Nigeria’s growing exposure to cyber threats underscores the urgent need for enhanced cybersecurity across its critical sectors, namely, oil and gas, finance, government, and healthcare.
According to Check Point’s African Perspectives on Cyber Security Report 2024, Nigeria continues to experience one of the highest frequencies of cyberattacks in Africa, with organisations targeted an average of 3,759 times per week.
“This alarming statistic highlights the urgent need for robust cybersecurity measures to protect critical sectors, including oil and gas, finance, government, and healthcare,” the report stated.
Kingsley Oseghale, country manager for West Africa, Check Point Software Technologies, said, “Given the strategic economic significance of Nigeria’s oil and gas industry, it is vital that it prioritises its cybersecurity.”
Read also: Low margins, liquidity crunch put Nigeria’s downstream oil sector under pressure
The oil and gas sector is a cornerstone of Nigeria’s economy, contributing approximately 5.5 percent to GDP and accounting for about 90 percent of foreign exchange earnings, according to Statista. Beyond these figures, the industry also plays a vital role in funding infrastructure, public services, and social programs.
However, frequent cyberattacks are hindering the sector’s full potential. “Successful cyber-attacks on the energy sector as a whole can lead to operational disruptions, financial losses, and the compromise of sensitive data,” Oseghale added.
Nigeria holds the largest natural gas reserves in Africa. The current administration aims to position the country as a global gas hub, attracting international investments. The expected completion of the Dangote Refinery in 2025, with a refining capacity of 650,000 barrels per day, is projected to boost local economic growth and reduce fuel import dependence.
Globally, the oil and gas industry remains a high-risk target. A joint U.S. advisory, issued by the FBI, Cybersecurity and Infrastructure Security Agency (CISA), Environmental Protection Agency, and Department of Energy, warned operators to fortify their operational technology (OT) and industrial control systems against cyber threats.
The warning comes amid a rise in attacks by “unsophisticated” actors targeting energy and transportation systems.
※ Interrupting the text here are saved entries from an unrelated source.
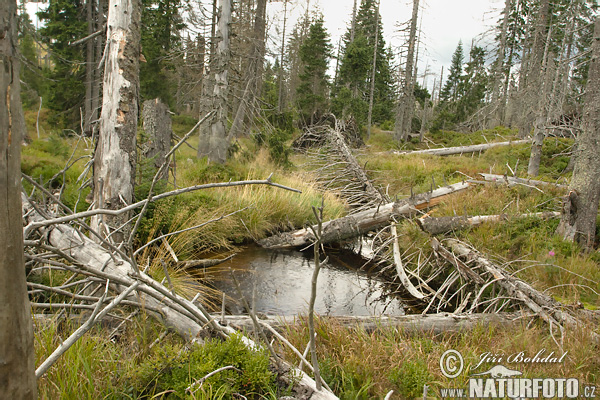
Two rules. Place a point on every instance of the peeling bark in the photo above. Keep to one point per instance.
(441, 225)
(214, 142)
(157, 125)
(580, 206)
(361, 222)
(115, 157)
(448, 151)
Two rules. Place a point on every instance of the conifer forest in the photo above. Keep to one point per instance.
(299, 199)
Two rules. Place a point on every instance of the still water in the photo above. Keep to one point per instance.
(281, 282)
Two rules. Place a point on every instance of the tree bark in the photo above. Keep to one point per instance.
(406, 104)
(115, 156)
(253, 77)
(580, 206)
(448, 151)
(436, 324)
(361, 222)
(512, 181)
(17, 362)
(540, 303)
(441, 225)
(214, 142)
(157, 125)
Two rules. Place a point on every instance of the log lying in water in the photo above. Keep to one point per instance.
(198, 264)
(441, 225)
(361, 222)
(411, 324)
(447, 151)
(175, 312)
(541, 304)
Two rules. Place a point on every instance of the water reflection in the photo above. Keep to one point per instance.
(281, 283)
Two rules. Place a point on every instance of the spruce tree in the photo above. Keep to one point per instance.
(313, 91)
(451, 88)
(352, 88)
(64, 22)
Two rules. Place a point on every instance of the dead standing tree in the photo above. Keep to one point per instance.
(115, 156)
(406, 103)
(17, 362)
(580, 207)
(157, 125)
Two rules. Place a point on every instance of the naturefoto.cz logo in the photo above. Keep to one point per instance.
(501, 382)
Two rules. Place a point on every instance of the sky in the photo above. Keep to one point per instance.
(443, 24)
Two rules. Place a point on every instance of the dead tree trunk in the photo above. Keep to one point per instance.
(373, 71)
(115, 157)
(157, 125)
(361, 222)
(17, 362)
(540, 303)
(448, 151)
(580, 206)
(441, 225)
(213, 139)
(255, 69)
(498, 100)
(406, 104)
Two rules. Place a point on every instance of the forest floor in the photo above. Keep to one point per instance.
(139, 362)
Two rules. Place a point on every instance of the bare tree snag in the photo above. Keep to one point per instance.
(361, 222)
(157, 125)
(17, 362)
(448, 151)
(214, 142)
(115, 156)
(406, 104)
(441, 225)
(580, 206)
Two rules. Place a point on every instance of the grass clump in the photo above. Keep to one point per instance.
(172, 371)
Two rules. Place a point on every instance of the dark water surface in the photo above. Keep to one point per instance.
(281, 281)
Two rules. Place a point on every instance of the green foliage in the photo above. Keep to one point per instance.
(43, 159)
(410, 378)
(173, 371)
(347, 382)
(31, 74)
(64, 22)
(450, 90)
(160, 37)
(351, 92)
(463, 94)
(313, 91)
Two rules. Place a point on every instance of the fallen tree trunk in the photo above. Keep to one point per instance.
(338, 141)
(544, 306)
(447, 151)
(361, 222)
(512, 181)
(196, 264)
(441, 225)
(177, 313)
(435, 324)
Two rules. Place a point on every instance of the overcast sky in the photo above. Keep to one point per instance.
(443, 24)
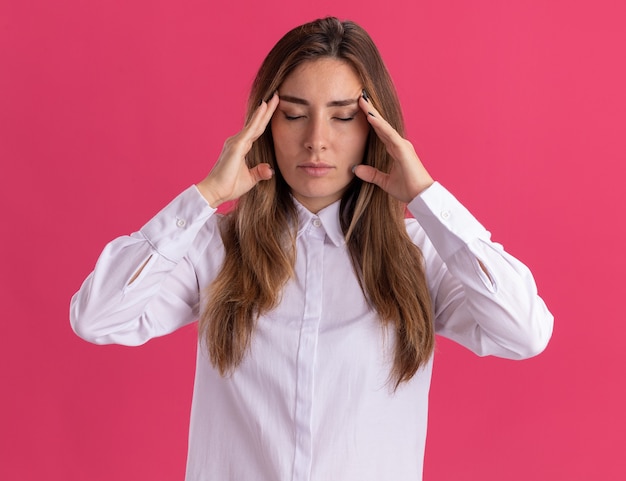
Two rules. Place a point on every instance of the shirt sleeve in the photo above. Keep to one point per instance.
(144, 285)
(483, 298)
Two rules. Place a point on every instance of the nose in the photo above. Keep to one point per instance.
(316, 139)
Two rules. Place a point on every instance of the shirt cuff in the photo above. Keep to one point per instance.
(447, 223)
(174, 228)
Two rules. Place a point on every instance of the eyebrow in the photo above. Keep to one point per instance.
(333, 103)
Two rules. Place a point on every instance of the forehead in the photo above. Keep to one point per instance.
(325, 77)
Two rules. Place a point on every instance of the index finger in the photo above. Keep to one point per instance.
(261, 117)
(383, 129)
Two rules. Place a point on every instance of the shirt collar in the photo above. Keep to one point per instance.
(329, 218)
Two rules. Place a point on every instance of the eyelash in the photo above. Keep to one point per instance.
(342, 119)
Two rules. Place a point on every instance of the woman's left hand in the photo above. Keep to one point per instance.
(407, 177)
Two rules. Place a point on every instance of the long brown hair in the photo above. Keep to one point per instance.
(259, 235)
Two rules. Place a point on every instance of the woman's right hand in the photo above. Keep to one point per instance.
(230, 177)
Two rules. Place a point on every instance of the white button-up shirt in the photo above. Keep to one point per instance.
(313, 398)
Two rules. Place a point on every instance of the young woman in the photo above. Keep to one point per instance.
(318, 301)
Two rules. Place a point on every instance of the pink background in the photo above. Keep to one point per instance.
(110, 108)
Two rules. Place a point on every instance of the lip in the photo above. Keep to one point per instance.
(315, 169)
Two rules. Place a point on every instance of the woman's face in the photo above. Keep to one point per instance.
(319, 131)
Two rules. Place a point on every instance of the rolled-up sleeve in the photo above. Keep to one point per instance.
(144, 285)
(483, 298)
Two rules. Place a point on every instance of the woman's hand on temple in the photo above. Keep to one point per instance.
(230, 177)
(407, 177)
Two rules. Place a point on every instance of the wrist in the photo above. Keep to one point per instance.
(209, 194)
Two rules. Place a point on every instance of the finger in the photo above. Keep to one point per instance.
(383, 129)
(261, 118)
(370, 174)
(261, 172)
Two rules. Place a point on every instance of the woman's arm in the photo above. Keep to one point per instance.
(144, 285)
(483, 297)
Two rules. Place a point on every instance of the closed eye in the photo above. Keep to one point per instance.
(347, 118)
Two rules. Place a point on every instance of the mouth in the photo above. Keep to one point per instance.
(315, 169)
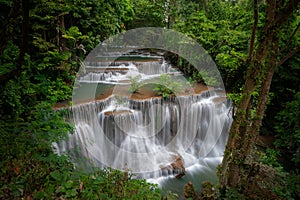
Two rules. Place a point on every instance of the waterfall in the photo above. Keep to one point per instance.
(151, 136)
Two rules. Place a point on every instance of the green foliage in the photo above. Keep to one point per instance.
(270, 157)
(136, 84)
(288, 129)
(148, 13)
(167, 86)
(291, 187)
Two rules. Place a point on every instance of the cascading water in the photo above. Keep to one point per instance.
(155, 138)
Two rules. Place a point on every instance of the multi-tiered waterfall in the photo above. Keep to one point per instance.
(151, 136)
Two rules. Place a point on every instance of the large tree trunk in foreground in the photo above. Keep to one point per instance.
(262, 63)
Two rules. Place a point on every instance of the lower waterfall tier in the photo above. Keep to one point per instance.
(152, 137)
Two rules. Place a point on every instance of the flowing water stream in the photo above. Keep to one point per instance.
(166, 141)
In one notable incident in 2017, Check Point researchers uncovered a campaign led by a Nigerian individual who targeted over 4,000 organisations, including oil and gas firms. Posing as representatives from Saudi Aramco, the attackers used phishing emails to trick employees into revealing bank details or opening malware-laden attachments.
Read also: Nigeria’s oil sector and the ‘Very Bad People’
“Despite the relatively basic and elementary intrusion techniques used by these actors, the presence of poor cyber hygiene and exposed assets on these systems can escalate these threats, leading to significant consequences such as defacement, configuration changes, operational disruptions, and, in severe cases, physical damage,” the federal government stated.
Check Point Research (CPR) notes that cybercriminals commonly exploit the oil and gas sector using malware and phishing emails to gain access to sensitive information.
Globally, phishing attacks surged in 2024, with email remaining the most common vector, used in 68 percent of attacks, according to Check Point’s The State of Global Cyber Security 2025.
“However, the most common vulnerability exploit type in Nigeria is information disclosure, impacting 80 percent of the organisations,” Oseghale stated. “This is often achieved through phishing emails.”
He added, “Implement strict policies and deploy endpoint protection to mitigate risks from personal devices accessing corporate resources.
“Leverage AI-driven tools to monitor and preempt disinformation campaigns and emerging threats and address known vulnerabilities proactively to limit exposure to widespread exploits.”